This research points to a few lessons. Firstly, COT should not be the only method we use to check AI behavior. In critical areas we need more checks, such as viewing the internal activity of the model or the use of external tools to test decisions.

We also have to accept that only because a model gives a clear explanation, it does not mean that it tells the truth. The statement can be a coverage, no real reason.

To tackle this, researchers propose to combine bed thinkers with other approaches. These include better training methods, guided learning and human assessments.

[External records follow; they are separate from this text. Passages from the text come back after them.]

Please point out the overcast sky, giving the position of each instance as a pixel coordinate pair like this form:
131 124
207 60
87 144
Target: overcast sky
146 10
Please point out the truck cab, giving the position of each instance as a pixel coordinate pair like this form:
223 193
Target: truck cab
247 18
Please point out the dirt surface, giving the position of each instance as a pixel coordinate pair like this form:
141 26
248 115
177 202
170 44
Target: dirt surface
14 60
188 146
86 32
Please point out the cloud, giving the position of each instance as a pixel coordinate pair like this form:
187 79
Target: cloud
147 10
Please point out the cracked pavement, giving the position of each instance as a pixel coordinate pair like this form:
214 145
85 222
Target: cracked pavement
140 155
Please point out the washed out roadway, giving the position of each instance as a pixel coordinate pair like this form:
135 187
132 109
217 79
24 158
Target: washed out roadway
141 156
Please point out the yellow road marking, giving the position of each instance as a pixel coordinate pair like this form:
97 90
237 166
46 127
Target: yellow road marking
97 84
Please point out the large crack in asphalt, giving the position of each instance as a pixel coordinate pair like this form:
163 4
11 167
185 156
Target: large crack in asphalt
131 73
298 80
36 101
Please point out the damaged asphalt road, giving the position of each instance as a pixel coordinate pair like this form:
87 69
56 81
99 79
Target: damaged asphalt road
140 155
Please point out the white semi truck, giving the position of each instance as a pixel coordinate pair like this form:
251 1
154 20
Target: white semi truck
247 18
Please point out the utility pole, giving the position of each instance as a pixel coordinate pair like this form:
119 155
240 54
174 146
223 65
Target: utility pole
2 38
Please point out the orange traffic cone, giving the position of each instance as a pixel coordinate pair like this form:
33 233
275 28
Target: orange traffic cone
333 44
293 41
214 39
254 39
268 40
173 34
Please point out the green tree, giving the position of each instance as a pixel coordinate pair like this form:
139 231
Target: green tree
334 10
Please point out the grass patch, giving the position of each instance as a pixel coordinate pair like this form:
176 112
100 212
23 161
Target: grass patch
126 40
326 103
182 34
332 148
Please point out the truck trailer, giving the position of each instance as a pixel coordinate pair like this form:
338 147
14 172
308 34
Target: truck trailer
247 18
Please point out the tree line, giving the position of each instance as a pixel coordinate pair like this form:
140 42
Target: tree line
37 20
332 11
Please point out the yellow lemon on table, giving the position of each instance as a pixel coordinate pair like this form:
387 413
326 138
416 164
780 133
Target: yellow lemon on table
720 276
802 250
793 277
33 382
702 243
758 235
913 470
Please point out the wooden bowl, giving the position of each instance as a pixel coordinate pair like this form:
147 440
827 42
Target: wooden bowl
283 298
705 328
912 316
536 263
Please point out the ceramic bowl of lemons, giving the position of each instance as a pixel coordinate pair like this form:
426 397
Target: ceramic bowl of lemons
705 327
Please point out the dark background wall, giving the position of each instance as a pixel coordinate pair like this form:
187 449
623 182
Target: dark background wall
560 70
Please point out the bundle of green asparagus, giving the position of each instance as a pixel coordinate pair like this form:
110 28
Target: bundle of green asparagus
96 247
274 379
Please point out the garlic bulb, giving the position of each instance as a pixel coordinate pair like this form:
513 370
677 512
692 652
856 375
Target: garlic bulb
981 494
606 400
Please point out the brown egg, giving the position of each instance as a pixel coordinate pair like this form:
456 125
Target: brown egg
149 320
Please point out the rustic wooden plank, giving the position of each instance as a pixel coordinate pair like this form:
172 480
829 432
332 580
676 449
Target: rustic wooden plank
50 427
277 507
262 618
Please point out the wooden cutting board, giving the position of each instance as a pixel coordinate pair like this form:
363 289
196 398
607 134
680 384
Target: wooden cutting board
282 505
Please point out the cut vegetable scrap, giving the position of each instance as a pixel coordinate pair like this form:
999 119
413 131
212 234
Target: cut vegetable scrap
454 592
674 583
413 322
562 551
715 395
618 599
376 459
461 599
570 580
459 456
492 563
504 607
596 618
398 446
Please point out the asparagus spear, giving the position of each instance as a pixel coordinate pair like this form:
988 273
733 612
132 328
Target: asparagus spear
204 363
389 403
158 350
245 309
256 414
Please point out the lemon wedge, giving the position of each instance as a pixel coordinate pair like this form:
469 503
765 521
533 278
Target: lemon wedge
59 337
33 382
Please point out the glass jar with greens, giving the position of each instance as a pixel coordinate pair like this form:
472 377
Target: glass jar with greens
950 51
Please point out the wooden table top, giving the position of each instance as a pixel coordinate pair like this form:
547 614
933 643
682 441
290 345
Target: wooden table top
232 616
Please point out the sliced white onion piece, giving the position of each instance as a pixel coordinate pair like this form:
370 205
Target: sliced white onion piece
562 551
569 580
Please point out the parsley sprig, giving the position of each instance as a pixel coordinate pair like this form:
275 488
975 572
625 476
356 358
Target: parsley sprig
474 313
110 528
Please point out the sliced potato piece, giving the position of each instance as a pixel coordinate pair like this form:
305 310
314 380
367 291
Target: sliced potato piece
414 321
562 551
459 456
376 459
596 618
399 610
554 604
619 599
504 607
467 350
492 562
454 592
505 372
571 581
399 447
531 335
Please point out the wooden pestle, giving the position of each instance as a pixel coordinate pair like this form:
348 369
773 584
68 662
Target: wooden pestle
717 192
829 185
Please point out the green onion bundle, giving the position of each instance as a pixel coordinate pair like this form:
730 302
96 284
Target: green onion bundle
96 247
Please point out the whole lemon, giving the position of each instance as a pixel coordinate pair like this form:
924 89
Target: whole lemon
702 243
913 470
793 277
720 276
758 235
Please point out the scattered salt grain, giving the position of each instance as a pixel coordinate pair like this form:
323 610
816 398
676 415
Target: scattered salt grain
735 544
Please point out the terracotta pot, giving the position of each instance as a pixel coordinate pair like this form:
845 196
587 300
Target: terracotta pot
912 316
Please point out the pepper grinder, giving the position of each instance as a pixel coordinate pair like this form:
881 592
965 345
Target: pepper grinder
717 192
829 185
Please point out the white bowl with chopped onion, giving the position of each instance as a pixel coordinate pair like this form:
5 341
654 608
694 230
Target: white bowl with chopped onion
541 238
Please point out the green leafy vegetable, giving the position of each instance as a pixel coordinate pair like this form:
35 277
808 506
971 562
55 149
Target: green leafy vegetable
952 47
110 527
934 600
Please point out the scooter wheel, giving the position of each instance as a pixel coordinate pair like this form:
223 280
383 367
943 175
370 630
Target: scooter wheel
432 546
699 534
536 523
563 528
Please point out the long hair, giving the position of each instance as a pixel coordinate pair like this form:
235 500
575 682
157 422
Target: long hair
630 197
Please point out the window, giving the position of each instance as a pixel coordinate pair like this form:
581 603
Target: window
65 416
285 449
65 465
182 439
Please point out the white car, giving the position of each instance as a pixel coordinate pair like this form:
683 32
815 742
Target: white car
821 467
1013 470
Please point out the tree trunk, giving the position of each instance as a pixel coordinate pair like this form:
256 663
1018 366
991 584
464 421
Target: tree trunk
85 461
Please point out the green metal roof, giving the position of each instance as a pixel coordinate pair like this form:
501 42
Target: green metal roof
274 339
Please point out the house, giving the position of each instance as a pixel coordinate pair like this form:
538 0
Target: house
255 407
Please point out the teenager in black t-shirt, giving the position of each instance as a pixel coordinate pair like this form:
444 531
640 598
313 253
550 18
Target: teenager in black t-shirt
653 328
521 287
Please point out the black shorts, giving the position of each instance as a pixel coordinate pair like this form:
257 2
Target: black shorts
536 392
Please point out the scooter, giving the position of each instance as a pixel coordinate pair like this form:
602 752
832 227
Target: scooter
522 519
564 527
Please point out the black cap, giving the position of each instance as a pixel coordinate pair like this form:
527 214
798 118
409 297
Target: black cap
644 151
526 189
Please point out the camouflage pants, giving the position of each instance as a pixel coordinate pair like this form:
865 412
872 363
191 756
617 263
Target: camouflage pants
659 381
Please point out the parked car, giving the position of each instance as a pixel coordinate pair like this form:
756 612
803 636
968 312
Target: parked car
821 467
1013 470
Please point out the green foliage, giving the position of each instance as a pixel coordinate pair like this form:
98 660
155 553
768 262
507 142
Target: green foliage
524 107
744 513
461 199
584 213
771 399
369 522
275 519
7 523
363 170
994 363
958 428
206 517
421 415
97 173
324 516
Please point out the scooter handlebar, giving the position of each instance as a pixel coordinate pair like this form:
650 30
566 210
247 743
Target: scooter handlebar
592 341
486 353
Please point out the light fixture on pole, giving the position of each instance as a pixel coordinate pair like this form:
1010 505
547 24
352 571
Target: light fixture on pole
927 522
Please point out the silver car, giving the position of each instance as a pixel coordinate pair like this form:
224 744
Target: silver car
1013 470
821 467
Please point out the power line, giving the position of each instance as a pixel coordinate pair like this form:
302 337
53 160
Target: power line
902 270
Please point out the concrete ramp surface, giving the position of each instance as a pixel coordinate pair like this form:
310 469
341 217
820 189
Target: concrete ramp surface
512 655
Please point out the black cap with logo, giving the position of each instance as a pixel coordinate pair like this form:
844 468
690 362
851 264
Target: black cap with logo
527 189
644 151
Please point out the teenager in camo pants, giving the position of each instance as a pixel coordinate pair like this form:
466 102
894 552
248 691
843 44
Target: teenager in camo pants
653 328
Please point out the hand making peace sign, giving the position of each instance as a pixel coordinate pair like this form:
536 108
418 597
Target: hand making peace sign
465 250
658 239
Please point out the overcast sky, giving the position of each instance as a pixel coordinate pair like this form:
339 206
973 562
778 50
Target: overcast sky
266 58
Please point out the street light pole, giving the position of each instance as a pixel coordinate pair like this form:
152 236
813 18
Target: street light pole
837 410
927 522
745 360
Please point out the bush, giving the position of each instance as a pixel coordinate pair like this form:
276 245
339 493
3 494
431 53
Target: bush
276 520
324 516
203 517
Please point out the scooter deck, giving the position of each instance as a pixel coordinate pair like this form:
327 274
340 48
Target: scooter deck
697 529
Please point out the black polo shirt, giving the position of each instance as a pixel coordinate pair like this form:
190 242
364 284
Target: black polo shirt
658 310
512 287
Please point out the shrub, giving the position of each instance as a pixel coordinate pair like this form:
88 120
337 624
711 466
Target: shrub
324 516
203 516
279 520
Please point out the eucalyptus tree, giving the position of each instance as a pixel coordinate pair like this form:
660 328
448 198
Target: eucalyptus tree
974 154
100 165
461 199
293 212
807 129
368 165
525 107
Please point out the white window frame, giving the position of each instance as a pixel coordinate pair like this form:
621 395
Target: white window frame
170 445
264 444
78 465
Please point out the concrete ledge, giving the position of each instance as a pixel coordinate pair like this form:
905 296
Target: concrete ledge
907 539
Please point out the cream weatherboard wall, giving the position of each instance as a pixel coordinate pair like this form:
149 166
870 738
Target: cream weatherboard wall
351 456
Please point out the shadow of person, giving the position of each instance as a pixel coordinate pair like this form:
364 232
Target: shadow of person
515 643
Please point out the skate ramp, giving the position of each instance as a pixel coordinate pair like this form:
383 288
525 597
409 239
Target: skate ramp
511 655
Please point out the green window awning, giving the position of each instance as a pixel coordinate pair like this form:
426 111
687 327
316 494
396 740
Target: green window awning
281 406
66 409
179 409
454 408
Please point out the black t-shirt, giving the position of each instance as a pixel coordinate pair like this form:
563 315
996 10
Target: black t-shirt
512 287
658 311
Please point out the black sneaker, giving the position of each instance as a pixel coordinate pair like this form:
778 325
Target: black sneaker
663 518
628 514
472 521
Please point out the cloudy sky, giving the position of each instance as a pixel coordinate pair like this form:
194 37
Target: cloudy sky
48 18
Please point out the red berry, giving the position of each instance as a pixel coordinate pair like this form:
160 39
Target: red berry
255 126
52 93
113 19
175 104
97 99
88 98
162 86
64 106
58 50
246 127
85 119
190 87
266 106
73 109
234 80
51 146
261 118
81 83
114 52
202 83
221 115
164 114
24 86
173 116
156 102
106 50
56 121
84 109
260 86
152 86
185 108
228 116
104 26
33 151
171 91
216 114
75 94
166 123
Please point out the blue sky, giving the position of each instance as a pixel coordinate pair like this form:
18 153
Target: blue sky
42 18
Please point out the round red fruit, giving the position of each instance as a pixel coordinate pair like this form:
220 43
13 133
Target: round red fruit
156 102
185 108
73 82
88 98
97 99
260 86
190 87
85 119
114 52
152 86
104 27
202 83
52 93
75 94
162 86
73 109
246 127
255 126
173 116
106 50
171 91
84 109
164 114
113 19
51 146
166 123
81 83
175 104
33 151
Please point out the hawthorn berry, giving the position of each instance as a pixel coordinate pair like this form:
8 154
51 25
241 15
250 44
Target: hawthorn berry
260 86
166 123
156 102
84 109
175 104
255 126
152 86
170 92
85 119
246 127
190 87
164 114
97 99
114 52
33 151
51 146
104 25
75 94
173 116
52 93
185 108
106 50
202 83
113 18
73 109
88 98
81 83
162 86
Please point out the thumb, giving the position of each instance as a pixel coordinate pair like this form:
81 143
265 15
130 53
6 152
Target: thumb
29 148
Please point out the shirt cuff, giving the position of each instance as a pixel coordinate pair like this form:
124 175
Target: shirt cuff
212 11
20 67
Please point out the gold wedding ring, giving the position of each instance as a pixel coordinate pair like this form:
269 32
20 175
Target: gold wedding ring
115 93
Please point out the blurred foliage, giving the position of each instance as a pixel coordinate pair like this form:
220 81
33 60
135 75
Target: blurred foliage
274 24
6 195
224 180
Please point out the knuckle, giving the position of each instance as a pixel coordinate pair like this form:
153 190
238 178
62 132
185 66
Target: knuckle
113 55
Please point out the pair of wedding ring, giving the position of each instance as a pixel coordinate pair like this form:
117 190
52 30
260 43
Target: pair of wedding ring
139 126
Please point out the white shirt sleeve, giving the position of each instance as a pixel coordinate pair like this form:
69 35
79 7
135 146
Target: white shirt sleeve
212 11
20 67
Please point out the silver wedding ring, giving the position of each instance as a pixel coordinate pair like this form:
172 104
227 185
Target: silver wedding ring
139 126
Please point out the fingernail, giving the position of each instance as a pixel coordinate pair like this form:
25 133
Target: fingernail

Anthropic also recommends looking deeper into the inner operation of the model. For example, checking the activation patterns or hidden layers can show whether the model hides slightly.

The most important thing is that the fact that models can hide unethical behavior shows why strong tests and ethical rules are needed in the development of AI.

Building trust in AI is not just about good performance. It is also about ensuring that models are fair, safe and open to inspection.

The Bottom Line

The reasoning of the canvas has contributed to improving the way in which AI solves complex problems and explains the answers. But the research shows that these statements are not always truthful, especially if ethical issues are involved.

COT has limits, such as high costs, large models and dependence on good instructions. It cannot guarantee that AI will act in safe or honest ways.

To build AI that we can really trust, we must combine COT with other methods, including human supervision and internal checks. Research must also continue to improve the reliability of these models.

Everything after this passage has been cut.